Croatia’s young talent is thriving at institutions like Zagreb’s FER (Faculty of Electrical Engineering and Computing), which ranks among Europe’s best. And as the digital sector grows, it may help reverse Croatia’s worrying demographic decline, marked by years of brain drain and emigration. The net migration rate remains negative, but there are signs the tide is beginning to turn.
Policy and Infrastructure Catching Up
Encouragingly, policy is starting to match ambition. The government’s 2020-2024 strategy earmarks over €22 billion in EU funds to accelerate digitalization, support workers, and overhaul education and research. More than €650 million is dedicated to innovation and tech infrastructure.
One early success: the introduction of a digital nomad visa, which was rolled out in under two months. That visa has brought international talent to Croatian shores year-round, filling seasonal housing gaps and blending tourism with tech.
Looking Ahead
The road ahead is not without hurdles. Croatia still faces bureaucratic inertia, underdeveloped capital markets, and gaps in technical education. But momentum is building.

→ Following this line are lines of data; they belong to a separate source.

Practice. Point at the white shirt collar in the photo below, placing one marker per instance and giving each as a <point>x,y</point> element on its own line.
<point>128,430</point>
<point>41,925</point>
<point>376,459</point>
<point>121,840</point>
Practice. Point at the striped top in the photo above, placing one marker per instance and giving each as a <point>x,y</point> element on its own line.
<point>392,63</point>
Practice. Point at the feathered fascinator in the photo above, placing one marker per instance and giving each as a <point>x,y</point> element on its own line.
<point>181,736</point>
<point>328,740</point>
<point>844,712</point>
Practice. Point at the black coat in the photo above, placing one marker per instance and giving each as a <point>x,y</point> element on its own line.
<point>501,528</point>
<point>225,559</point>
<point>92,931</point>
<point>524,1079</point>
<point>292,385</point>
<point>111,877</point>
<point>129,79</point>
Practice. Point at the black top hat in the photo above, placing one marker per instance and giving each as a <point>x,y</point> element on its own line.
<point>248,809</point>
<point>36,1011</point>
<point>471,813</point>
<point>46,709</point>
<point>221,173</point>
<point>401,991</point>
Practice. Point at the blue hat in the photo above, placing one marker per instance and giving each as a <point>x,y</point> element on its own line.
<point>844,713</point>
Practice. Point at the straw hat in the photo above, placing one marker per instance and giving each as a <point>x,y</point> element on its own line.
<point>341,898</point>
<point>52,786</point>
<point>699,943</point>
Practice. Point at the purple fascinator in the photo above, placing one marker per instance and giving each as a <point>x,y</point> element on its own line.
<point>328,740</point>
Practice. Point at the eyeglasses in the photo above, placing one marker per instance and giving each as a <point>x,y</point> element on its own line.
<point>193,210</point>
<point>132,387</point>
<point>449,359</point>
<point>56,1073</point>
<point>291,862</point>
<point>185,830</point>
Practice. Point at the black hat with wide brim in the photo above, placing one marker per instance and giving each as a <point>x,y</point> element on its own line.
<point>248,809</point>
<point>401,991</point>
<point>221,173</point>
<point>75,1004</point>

If Croatia can retain its young talent and continue to attract global innovators, it may finally break free from its economic fragility. And as Šibenik, Split, and other Dalmatian cities lean into the digital future, the region could emerge not just as a tourist hotspot, but as a technological one.
The question is no longer whether Croatia can reinvent itself through technology.
It’s whether it can do so fast enough.